El episodio de altas temperaturas alcanzará su punto más crítico entre el miércoles y el jueves, con registros de hasta 44 ºC, previo a la llegada de una masa de aire más fresca por el noroeste peninsular.
El valor del tiempo atmosférico vuelve a situarse en el centro de la atención meteorológica en España. La Agencia Estatal de Meteorología (AEMET) ha emitido una advertencia ante el inicio del punto álgido de la tercera gran ola de calor de la temporada, un episodio de temperaturas extremas que afectará con especial dureza a buena parte del territorio nacional durante las jornadas del miércoles 22 y el jueves 23. La situación meteorológica, caracterizada por cifras inusualmente altas para la época del año, encara así sus días más intensos antes de experimentar una variación significativa fijada para el final de la semana.
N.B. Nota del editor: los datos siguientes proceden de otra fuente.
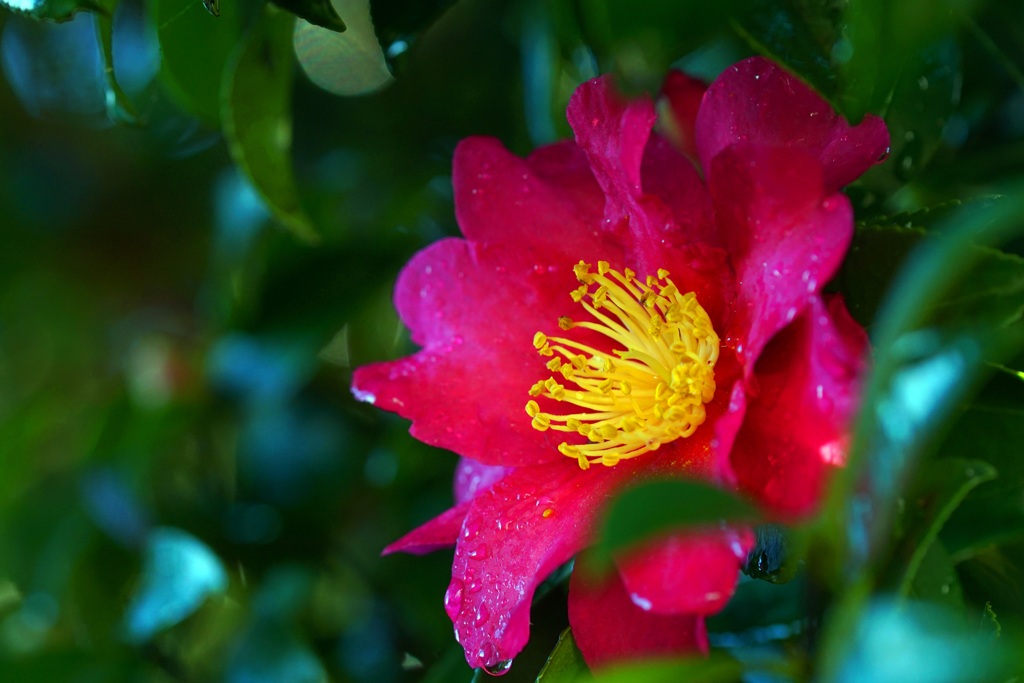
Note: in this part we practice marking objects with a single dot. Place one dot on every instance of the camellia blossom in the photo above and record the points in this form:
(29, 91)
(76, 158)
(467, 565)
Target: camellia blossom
(627, 306)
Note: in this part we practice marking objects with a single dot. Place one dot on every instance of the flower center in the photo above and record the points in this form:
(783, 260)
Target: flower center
(652, 391)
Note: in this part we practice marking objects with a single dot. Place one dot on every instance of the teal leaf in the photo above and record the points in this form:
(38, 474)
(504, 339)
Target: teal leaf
(344, 63)
(57, 10)
(257, 119)
(565, 663)
(652, 508)
(179, 571)
(940, 488)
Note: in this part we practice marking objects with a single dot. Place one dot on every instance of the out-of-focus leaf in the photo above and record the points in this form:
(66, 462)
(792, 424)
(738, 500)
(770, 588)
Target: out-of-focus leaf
(344, 63)
(178, 572)
(881, 40)
(57, 10)
(953, 306)
(651, 508)
(565, 663)
(935, 580)
(940, 488)
(990, 623)
(921, 103)
(992, 514)
(879, 251)
(716, 669)
(398, 23)
(645, 37)
(799, 34)
(894, 642)
(196, 47)
(119, 108)
(320, 12)
(257, 121)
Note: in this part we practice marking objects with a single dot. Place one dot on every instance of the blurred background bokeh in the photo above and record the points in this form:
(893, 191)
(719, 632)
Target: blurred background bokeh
(197, 251)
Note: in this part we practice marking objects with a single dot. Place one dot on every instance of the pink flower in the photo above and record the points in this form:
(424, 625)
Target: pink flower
(695, 343)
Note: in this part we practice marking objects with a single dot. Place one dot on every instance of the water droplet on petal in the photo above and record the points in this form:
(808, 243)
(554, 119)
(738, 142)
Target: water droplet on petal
(481, 614)
(453, 599)
(499, 669)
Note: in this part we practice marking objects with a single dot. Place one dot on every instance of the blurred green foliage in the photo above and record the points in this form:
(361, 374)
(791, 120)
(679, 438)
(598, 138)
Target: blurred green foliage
(201, 244)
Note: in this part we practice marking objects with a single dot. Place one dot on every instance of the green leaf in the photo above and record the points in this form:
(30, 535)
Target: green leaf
(344, 63)
(257, 118)
(196, 46)
(990, 430)
(799, 34)
(119, 108)
(398, 23)
(58, 10)
(660, 506)
(318, 12)
(990, 296)
(989, 623)
(716, 669)
(565, 663)
(953, 305)
(942, 485)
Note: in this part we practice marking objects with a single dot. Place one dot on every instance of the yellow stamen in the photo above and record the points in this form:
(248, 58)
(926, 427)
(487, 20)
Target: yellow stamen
(655, 390)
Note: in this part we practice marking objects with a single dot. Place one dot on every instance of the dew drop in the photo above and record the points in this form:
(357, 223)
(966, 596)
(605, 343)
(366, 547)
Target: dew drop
(499, 669)
(481, 614)
(453, 599)
(478, 553)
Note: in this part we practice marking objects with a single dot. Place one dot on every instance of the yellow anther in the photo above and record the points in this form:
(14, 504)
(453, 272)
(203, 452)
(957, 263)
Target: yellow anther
(655, 393)
(630, 425)
(582, 271)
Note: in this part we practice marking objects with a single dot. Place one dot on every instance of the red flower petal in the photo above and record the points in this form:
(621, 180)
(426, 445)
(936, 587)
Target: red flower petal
(607, 627)
(693, 572)
(758, 101)
(508, 547)
(475, 308)
(549, 202)
(795, 430)
(472, 478)
(678, 107)
(673, 178)
(613, 133)
(785, 235)
(440, 531)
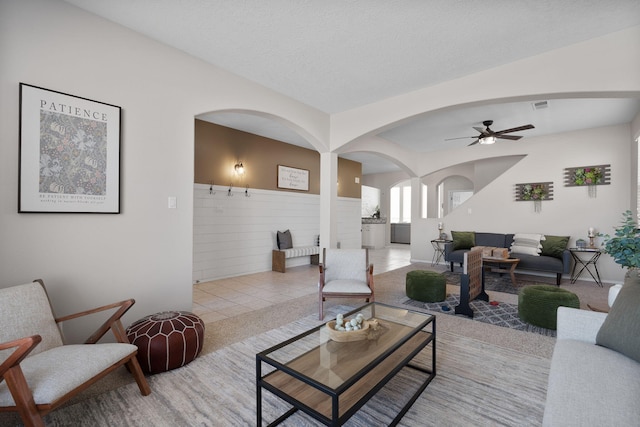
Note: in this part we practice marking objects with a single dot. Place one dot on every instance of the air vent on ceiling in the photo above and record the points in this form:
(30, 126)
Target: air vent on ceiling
(540, 105)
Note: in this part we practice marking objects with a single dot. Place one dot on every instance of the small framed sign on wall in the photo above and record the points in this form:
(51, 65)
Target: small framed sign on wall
(293, 178)
(69, 153)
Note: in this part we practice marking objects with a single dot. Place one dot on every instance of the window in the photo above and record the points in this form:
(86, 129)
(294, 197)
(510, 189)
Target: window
(423, 200)
(400, 203)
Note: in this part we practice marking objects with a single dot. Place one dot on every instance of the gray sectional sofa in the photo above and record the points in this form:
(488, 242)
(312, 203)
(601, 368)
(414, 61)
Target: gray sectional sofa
(559, 263)
(595, 369)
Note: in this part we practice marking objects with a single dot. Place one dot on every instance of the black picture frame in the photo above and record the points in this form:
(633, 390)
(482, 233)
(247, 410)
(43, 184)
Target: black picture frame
(70, 153)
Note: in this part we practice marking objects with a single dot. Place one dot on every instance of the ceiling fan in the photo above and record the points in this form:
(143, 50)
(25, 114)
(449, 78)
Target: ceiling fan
(487, 136)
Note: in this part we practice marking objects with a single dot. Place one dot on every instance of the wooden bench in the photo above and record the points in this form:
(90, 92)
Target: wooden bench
(279, 256)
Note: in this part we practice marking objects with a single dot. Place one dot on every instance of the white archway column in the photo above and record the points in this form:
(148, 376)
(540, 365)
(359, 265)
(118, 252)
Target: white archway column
(328, 199)
(417, 223)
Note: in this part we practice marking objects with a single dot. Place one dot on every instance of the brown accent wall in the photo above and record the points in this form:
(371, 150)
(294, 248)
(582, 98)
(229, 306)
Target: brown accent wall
(218, 149)
(348, 171)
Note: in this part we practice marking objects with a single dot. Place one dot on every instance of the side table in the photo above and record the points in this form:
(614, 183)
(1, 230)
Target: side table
(584, 263)
(438, 250)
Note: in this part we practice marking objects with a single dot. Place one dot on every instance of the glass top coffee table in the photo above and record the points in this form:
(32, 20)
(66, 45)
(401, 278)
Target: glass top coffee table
(331, 380)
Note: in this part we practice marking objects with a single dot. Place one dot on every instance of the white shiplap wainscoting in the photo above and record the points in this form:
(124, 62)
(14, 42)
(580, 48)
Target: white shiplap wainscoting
(235, 235)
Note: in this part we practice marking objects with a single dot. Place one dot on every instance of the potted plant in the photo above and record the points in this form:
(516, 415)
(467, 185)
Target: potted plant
(624, 247)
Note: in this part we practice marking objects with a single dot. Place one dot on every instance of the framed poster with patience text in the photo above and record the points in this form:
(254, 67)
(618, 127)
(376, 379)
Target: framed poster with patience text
(293, 178)
(69, 153)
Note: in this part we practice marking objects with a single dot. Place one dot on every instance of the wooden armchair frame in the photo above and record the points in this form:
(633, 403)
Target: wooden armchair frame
(11, 371)
(322, 295)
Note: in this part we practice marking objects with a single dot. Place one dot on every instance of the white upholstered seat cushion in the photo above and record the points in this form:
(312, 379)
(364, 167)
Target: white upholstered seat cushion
(346, 286)
(55, 372)
(25, 312)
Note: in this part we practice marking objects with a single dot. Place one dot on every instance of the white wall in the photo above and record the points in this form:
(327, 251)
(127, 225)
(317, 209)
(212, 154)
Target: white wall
(146, 251)
(571, 212)
(235, 235)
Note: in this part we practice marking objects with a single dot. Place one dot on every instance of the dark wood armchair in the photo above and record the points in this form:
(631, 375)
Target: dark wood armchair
(38, 373)
(345, 273)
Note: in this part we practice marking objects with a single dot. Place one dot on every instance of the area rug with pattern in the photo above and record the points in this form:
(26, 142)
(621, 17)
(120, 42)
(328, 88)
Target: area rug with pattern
(499, 314)
(476, 384)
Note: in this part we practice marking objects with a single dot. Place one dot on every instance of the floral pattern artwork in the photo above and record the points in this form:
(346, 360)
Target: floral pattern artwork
(73, 155)
(70, 153)
(587, 176)
(534, 192)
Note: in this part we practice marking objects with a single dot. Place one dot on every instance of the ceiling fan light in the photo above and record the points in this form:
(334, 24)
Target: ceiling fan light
(488, 140)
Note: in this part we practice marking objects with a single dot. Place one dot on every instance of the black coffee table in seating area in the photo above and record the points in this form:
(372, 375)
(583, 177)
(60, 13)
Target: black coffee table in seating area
(331, 380)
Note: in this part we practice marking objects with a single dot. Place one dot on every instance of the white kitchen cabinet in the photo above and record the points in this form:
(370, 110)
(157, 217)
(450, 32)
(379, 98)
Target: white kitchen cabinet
(373, 236)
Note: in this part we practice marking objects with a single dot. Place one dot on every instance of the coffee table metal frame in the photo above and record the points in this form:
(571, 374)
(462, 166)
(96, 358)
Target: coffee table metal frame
(438, 250)
(406, 347)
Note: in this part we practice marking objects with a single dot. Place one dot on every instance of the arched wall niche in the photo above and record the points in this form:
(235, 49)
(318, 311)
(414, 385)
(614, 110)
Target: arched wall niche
(469, 176)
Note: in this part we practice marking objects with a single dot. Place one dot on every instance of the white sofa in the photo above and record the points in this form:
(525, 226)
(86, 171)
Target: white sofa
(590, 385)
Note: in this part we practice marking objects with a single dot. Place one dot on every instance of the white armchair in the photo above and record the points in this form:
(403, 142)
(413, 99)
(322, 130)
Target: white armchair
(37, 372)
(345, 273)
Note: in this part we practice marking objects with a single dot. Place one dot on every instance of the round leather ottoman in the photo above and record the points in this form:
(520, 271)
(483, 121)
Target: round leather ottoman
(538, 304)
(426, 286)
(167, 340)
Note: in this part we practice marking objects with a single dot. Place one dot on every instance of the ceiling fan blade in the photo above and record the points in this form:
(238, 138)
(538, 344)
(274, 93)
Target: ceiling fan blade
(525, 127)
(462, 137)
(511, 137)
(482, 131)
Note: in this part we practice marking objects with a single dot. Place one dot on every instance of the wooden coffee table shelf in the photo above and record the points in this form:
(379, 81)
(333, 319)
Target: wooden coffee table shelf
(331, 380)
(495, 265)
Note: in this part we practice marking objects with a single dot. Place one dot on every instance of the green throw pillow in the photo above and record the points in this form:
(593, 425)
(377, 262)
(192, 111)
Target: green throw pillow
(621, 329)
(463, 239)
(554, 245)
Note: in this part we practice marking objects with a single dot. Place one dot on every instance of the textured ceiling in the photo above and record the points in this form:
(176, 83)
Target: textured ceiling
(336, 55)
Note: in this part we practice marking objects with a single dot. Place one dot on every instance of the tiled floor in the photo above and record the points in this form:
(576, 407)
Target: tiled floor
(224, 298)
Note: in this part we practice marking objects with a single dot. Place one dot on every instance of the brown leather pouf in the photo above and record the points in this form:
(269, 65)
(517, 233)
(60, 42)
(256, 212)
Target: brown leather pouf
(167, 340)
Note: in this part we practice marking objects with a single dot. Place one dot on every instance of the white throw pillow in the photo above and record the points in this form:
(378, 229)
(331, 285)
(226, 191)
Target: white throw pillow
(525, 250)
(533, 236)
(531, 243)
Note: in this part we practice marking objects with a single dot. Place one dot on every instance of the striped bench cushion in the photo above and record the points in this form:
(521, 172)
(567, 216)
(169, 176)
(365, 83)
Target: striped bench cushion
(301, 251)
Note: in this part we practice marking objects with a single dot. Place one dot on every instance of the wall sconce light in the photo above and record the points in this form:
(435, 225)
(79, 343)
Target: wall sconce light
(239, 168)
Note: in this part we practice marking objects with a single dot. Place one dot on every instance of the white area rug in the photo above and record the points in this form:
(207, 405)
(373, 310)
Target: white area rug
(477, 384)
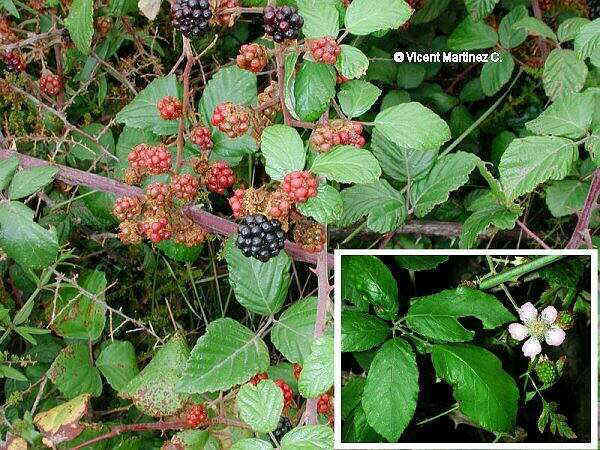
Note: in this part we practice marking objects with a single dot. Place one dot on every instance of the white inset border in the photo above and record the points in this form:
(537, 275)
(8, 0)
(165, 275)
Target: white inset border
(338, 444)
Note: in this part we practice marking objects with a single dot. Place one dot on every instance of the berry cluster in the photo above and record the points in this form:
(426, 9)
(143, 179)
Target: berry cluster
(191, 17)
(283, 427)
(233, 120)
(260, 238)
(325, 49)
(219, 177)
(259, 377)
(202, 137)
(337, 132)
(50, 84)
(286, 390)
(14, 61)
(310, 235)
(282, 23)
(169, 108)
(185, 186)
(148, 160)
(300, 186)
(226, 19)
(324, 405)
(252, 57)
(195, 416)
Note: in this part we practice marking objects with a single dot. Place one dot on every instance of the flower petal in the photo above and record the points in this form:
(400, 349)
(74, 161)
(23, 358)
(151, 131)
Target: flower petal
(518, 331)
(532, 347)
(555, 336)
(549, 314)
(527, 312)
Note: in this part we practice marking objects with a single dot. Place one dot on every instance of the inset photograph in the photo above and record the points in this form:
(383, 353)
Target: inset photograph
(484, 349)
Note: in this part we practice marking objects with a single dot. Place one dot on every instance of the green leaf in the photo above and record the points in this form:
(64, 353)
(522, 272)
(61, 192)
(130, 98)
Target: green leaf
(29, 244)
(230, 84)
(365, 16)
(566, 197)
(361, 331)
(357, 97)
(494, 75)
(472, 35)
(436, 316)
(29, 181)
(260, 406)
(142, 112)
(366, 279)
(77, 315)
(420, 262)
(251, 444)
(325, 208)
(316, 377)
(363, 200)
(487, 395)
(117, 363)
(390, 394)
(320, 18)
(564, 73)
(587, 42)
(401, 163)
(73, 374)
(412, 125)
(7, 170)
(351, 62)
(568, 116)
(80, 23)
(283, 150)
(9, 6)
(480, 9)
(308, 437)
(509, 36)
(535, 27)
(293, 332)
(486, 211)
(410, 75)
(530, 161)
(227, 354)
(152, 391)
(259, 287)
(313, 90)
(450, 172)
(570, 28)
(347, 164)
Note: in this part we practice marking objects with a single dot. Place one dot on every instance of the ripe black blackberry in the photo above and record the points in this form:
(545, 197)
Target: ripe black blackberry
(282, 23)
(260, 238)
(283, 427)
(191, 17)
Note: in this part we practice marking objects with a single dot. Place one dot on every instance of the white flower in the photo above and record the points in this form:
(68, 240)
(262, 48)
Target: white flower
(536, 328)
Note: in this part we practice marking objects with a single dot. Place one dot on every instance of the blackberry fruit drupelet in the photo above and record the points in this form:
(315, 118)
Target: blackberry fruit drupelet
(282, 429)
(260, 238)
(282, 23)
(191, 17)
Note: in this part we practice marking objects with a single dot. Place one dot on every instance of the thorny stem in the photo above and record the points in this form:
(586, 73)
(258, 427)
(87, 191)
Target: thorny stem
(517, 271)
(212, 223)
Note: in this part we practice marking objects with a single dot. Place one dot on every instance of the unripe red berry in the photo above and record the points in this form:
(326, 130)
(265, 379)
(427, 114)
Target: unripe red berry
(202, 137)
(286, 391)
(50, 84)
(220, 177)
(185, 186)
(325, 50)
(195, 416)
(169, 108)
(300, 186)
(259, 377)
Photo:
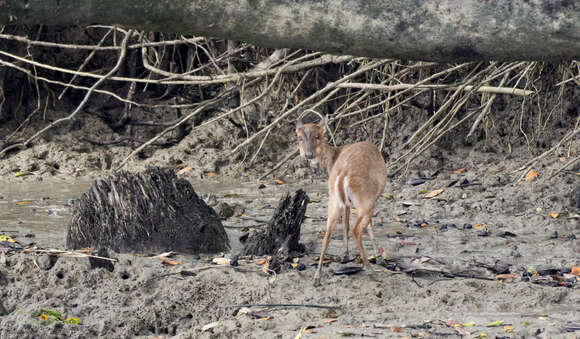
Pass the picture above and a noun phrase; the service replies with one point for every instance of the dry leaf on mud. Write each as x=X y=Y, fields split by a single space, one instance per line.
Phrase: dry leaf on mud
x=531 y=175
x=83 y=250
x=209 y=326
x=221 y=261
x=479 y=227
x=433 y=193
x=164 y=255
x=495 y=323
x=6 y=238
x=184 y=170
x=505 y=276
x=396 y=329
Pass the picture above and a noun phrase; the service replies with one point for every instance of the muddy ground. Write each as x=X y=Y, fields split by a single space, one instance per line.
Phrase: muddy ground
x=491 y=249
x=494 y=219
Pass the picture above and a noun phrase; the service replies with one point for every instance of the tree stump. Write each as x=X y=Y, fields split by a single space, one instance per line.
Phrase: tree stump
x=282 y=235
x=149 y=211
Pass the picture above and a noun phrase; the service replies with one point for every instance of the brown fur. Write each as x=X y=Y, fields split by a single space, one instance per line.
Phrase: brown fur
x=357 y=177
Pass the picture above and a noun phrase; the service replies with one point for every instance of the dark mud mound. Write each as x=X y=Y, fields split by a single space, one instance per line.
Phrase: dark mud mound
x=152 y=210
x=282 y=235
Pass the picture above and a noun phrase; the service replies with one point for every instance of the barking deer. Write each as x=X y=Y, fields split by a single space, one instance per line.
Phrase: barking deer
x=357 y=176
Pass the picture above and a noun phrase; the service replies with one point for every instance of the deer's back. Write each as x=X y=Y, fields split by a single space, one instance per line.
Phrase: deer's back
x=364 y=167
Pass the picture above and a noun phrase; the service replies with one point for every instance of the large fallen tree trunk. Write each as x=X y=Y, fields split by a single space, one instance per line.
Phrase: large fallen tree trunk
x=442 y=30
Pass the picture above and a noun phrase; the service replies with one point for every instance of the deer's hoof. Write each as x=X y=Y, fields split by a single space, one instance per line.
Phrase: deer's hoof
x=380 y=260
x=316 y=281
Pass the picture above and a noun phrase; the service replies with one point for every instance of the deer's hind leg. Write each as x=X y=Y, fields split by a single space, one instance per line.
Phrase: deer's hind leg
x=345 y=222
x=333 y=216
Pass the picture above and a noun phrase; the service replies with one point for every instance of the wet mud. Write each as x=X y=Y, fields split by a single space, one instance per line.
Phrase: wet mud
x=489 y=254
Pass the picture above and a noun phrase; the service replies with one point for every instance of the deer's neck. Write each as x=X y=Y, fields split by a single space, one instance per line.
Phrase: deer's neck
x=328 y=156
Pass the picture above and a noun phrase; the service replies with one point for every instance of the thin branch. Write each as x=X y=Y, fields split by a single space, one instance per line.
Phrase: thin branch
x=482 y=89
x=97 y=48
x=330 y=86
x=283 y=305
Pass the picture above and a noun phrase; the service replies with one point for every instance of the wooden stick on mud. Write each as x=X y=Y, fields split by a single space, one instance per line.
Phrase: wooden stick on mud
x=284 y=305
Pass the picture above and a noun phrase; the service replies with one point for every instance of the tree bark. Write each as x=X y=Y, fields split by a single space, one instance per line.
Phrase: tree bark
x=438 y=30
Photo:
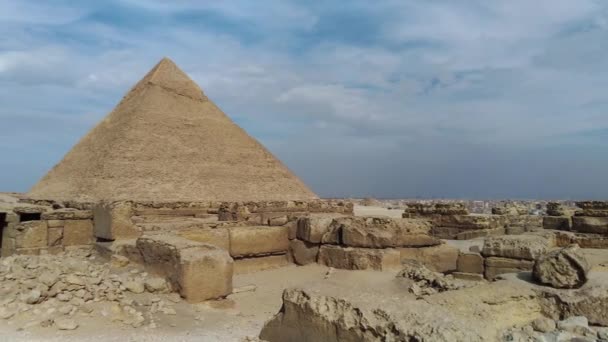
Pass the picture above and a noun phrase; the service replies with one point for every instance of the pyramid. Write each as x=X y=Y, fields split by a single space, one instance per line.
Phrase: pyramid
x=166 y=141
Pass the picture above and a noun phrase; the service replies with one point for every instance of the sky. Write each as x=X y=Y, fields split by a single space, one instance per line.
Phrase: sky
x=473 y=99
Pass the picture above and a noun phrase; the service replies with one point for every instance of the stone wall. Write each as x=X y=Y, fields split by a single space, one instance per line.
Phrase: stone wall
x=33 y=229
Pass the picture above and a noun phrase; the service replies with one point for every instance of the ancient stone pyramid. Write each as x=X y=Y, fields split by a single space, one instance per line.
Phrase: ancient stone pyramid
x=166 y=141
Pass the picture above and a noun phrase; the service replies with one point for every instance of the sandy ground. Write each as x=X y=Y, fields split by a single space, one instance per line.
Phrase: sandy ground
x=239 y=316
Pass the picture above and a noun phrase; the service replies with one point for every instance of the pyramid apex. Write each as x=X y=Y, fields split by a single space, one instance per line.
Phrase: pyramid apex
x=169 y=76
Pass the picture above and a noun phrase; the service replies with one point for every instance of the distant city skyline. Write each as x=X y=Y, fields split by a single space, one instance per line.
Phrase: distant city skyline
x=390 y=99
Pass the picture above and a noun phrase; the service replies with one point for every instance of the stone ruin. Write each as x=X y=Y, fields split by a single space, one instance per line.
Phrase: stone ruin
x=167 y=182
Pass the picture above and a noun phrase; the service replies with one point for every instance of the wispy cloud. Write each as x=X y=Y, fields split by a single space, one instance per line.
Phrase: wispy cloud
x=403 y=96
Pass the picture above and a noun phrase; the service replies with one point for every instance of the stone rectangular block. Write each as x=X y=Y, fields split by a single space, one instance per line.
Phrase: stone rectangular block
x=219 y=237
x=55 y=237
x=31 y=234
x=113 y=221
x=379 y=232
x=496 y=265
x=470 y=263
x=317 y=228
x=557 y=222
x=302 y=252
x=587 y=224
x=258 y=240
x=527 y=247
x=78 y=232
x=441 y=258
x=256 y=264
x=199 y=271
x=351 y=258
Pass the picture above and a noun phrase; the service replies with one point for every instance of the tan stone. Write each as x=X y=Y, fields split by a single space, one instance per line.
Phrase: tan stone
x=350 y=258
x=316 y=228
x=113 y=221
x=527 y=247
x=441 y=258
x=258 y=240
x=586 y=224
x=200 y=271
x=218 y=237
x=557 y=222
x=78 y=232
x=302 y=252
x=67 y=214
x=470 y=263
x=31 y=234
x=55 y=237
x=379 y=232
x=54 y=223
x=256 y=264
x=495 y=266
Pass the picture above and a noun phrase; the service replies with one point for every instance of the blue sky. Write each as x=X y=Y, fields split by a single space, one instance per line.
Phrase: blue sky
x=437 y=98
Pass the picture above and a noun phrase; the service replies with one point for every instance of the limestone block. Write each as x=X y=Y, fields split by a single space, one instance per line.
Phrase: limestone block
x=473 y=221
x=78 y=232
x=441 y=258
x=31 y=234
x=350 y=258
x=474 y=234
x=557 y=222
x=219 y=237
x=496 y=265
x=587 y=224
x=317 y=228
x=67 y=214
x=527 y=247
x=256 y=264
x=55 y=237
x=258 y=240
x=113 y=221
x=470 y=263
x=200 y=271
x=378 y=232
x=303 y=252
x=54 y=223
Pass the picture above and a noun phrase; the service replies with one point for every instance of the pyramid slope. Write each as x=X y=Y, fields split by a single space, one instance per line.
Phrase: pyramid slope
x=165 y=141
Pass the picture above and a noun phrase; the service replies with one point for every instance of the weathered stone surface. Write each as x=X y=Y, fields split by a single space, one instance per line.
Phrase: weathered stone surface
x=558 y=209
x=55 y=237
x=113 y=221
x=303 y=252
x=67 y=214
x=260 y=263
x=590 y=301
x=316 y=228
x=495 y=266
x=557 y=222
x=78 y=232
x=565 y=268
x=258 y=240
x=586 y=224
x=31 y=234
x=350 y=258
x=527 y=247
x=427 y=209
x=470 y=263
x=199 y=271
x=377 y=232
x=218 y=237
x=441 y=258
x=473 y=221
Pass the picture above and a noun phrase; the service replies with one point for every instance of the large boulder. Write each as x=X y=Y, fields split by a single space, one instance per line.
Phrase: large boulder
x=590 y=224
x=528 y=247
x=350 y=258
x=565 y=268
x=379 y=232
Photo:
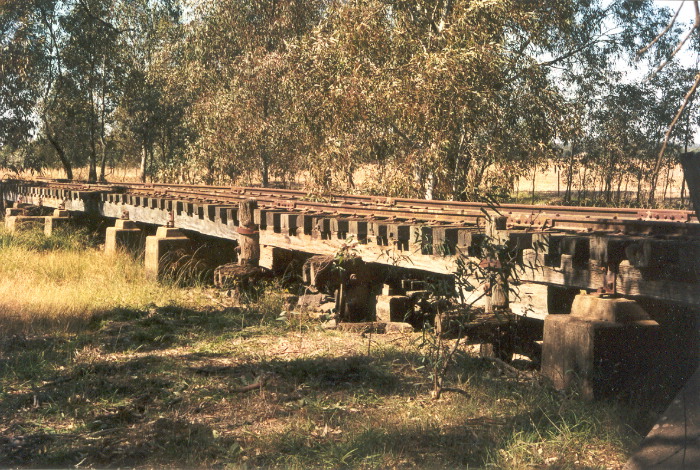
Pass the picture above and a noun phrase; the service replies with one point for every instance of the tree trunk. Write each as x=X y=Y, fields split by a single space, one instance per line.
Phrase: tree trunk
x=144 y=163
x=61 y=156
Durante la jornada del miércoles 22, las temperaturas continuarán su tendencia ascendente en gran parte de la vertiente atlántica peninsular, un incremento que se extenderá de forma progresiva a la vertiente cantábrica y al medio y alto Ebro. Según los datos facilitados por la AEMET, es probable que se alcancen los 40 ºC en buena parte de los valles y depresiones del interior del tercio sur —a excepción de Extremadura— y en el este de la meseta Sur. En las zonas del medio y alto Guadalquivir, las máximas podrían situarse en los 42 ºC.
EL PAÍS
De forma paralela, el calor se mantendrá en valores elevados en el valle del Ebro, las depresiones del nordeste y el interior de Mallorca, donde los termómetros marcarán en torno a los 39-40 ºC. Por su parte, los valles del Pirineo registrarán registros de entre 36 y 38 ºC. No obstante, la previsión contempla una moderada incertidumbre referida a probables descensos térmicos en gran parte del tercio este peninsular motivados por la intensificación del régimen de brisas, lo que permitirá que en áreas como la vega del Segura los valores máximos queden por debajo de la barrera de los 40 ºC.
El jueves 23 se dibuja como el día de mayor intensidad del episodio. El pronóstico meteorológico señala un probable repunte en la fuerza de los vientos del oeste, factor que provocará un incremento adicional de las temperaturas en la vertiente mediterránea, con un impacto acusado en el extremo suroriental peninsular. En los interiores de esta franja suroriental, especialmente en sus valles y depresiones, los valores podrán alcanzar cotas de entre 42 y 44 ºC, unas cifras que no se descartan tampoco para la cuenca del Genil e interior del Guadalhorce. En el medio y alto Guadalquivir, el valle del Ebro y las depresiones del nordeste se mantendrán registros de 40-42 ºC, mientras que en el interior de Mallorca y el este de la meseta Sur los termómetros rozarán los 39-40 ºC, y en los valles pirenaicos se situarán entre los 37 y 39 ºC.
El punto de inflexión de este episodio térmico llegará con el cierre de la semana. La AEMET apunta a que el viernes 24 el escenario más probable sea la entrada de una masa de aire más fresca por el noroeste de la Península. Este fenómeno iniciará un descenso progresivo de las temperaturas que se iría generalizando a lo largo de las jornadas posteriores, momento en el cual es probable que dejen de cumplirse los criterios formales para calificar la situación de ola de calor. Sin embargo, durante la jornada del viernes aún se mantendrán valores elevados en el cuadrante suroriental, medio y alto Guadalquivir, valle del Ebro, depresiones del nordeste, interior de Mallorca y, especialmente, en el interior del extremo sureste debido al predominio de los vientos terrales.